Siggi Held wird 80: "Das war Fußball des Jahres 2000"

Am 29. April 1972 gewann Deutschland im Hinspiel des EM-Viertelfinals mit 3:1 gegen England in Wembley. Die Art und Weise des ersten Siegs der DFB-Auswahl im Mutterland des Fußballs verlieh dieser Mannschaft das Prädikat "Jahrhundert-Elf", das Spiel und die Mannschaft wurden zum Mythos der deutschen Länderspielgeschichte. An allen drei Toren direkt beteiligt war Siggi Held, der heute seinen 80. Geburtstag feiert. Im DFB.de-Interview spricht er über das Spiel in England, über sein Fehlen bei der EM-Endrunde in Belgien sowie über die Höhepunkte seiner Karriere als Spieler und Trainer.

DFB.de: Vor 50 Jahren, im Sommer 1972, wurde Deutschland erstmals Europameister. Mit einem 3:0-Sieg am 18. Juni 1972 im Finale gegen die Sowjetunion. Doch nicht die Mannschaft, die damals in Brüssel triumphierte, sondern das Team, das sieben Wochen zuvor gegen England in Wembley mit 3:1 gewonnen hatte, ging als "Jahrhundert-Elf" in die deutsche Fußballgeschichte ein. Erklären Sie uns doch mal, wie es dazu kam.

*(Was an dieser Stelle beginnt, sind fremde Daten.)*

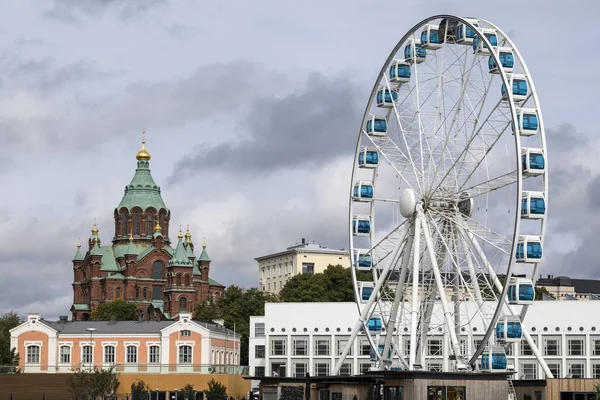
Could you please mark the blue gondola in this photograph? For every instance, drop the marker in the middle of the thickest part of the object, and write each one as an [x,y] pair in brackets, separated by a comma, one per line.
[363,191]
[509,329]
[386,97]
[362,260]
[430,37]
[529,249]
[464,34]
[507,60]
[532,161]
[368,158]
[527,122]
[419,53]
[497,356]
[521,291]
[399,72]
[361,225]
[533,205]
[376,126]
[519,85]
[479,47]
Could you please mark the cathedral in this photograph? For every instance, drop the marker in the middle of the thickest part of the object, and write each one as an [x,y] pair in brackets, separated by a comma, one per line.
[142,265]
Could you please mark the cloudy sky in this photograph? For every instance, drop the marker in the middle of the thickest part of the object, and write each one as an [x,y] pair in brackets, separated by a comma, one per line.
[252,110]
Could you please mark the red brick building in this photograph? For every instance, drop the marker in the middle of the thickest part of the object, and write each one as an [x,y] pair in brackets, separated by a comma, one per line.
[141,264]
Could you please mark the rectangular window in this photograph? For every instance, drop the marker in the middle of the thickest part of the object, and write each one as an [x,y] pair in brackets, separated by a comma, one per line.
[109,354]
[321,369]
[154,355]
[300,347]
[575,347]
[278,347]
[131,354]
[65,354]
[322,347]
[259,329]
[259,351]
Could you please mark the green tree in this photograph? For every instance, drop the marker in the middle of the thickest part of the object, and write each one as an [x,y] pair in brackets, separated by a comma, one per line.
[8,356]
[118,309]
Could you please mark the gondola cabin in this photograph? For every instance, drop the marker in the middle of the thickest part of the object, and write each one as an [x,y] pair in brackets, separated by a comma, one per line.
[494,359]
[386,97]
[520,88]
[399,71]
[527,121]
[375,325]
[520,291]
[368,158]
[509,329]
[529,249]
[533,205]
[362,260]
[464,33]
[479,46]
[365,289]
[532,161]
[361,225]
[430,37]
[376,126]
[414,52]
[363,191]
[507,61]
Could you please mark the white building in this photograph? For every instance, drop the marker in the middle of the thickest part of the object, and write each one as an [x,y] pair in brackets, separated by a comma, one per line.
[274,270]
[295,338]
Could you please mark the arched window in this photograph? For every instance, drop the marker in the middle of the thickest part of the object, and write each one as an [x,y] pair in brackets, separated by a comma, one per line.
[183,304]
[157,270]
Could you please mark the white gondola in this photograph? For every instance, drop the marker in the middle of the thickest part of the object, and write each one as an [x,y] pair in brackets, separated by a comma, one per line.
[507,61]
[527,121]
[464,34]
[399,71]
[386,97]
[509,329]
[361,225]
[368,158]
[430,37]
[365,289]
[363,191]
[521,291]
[362,260]
[529,249]
[418,55]
[533,205]
[376,126]
[532,161]
[493,359]
[519,85]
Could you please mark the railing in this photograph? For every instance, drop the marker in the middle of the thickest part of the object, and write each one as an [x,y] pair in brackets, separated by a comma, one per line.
[133,368]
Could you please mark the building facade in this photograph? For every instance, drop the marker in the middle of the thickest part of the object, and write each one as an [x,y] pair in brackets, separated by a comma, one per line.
[274,270]
[292,339]
[183,346]
[142,264]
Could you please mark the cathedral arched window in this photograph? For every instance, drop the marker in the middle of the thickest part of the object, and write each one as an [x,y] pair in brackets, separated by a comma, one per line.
[157,270]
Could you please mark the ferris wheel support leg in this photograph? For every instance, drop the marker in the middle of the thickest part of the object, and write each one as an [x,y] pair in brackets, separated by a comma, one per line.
[414,313]
[367,309]
[498,285]
[440,286]
[389,329]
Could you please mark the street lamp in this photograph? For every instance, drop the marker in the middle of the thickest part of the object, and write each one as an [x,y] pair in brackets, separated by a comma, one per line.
[91,331]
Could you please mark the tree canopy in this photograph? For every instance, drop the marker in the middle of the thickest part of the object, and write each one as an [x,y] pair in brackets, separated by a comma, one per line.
[118,309]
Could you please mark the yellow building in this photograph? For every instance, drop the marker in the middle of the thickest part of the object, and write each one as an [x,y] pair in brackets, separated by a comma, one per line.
[274,270]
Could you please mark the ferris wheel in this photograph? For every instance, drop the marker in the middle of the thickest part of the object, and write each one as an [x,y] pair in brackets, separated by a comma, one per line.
[448,200]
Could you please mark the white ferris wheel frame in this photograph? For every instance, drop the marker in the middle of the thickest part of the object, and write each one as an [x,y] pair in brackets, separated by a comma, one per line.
[412,238]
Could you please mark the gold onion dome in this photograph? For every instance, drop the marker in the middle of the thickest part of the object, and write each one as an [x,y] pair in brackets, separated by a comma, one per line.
[143,154]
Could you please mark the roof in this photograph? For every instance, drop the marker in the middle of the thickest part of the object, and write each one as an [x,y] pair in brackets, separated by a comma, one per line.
[142,191]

Siggi Held: Puuuh, das ist doch so lange her. Doch ich denke, auch im Rückblick kommen drei Aspekte als Erklärung zusammen. Da ist zum einen die historische Komponente des ersten Siegs einer deutschen Nationalmannschaft in England überhaupt. Und dann noch im mythischen Wembley, wo wir sechs Jahre zuvor das WM-Finale gegen die Engländer verloren hatten. Zum andern hatte England einen weitaus klangvolleren Namen als die Sowjetunion, die zwar auch kein unbeschriebenes Blatt war. Der englische Fußball wurde aber weltweit bewundert für Leidenschaft, Härte, Tempo und Dramatik. So war es auch im WM-Viertelfinale 1970, das wir in Mexiko ja nach Verlängerung 3:2 gewannen.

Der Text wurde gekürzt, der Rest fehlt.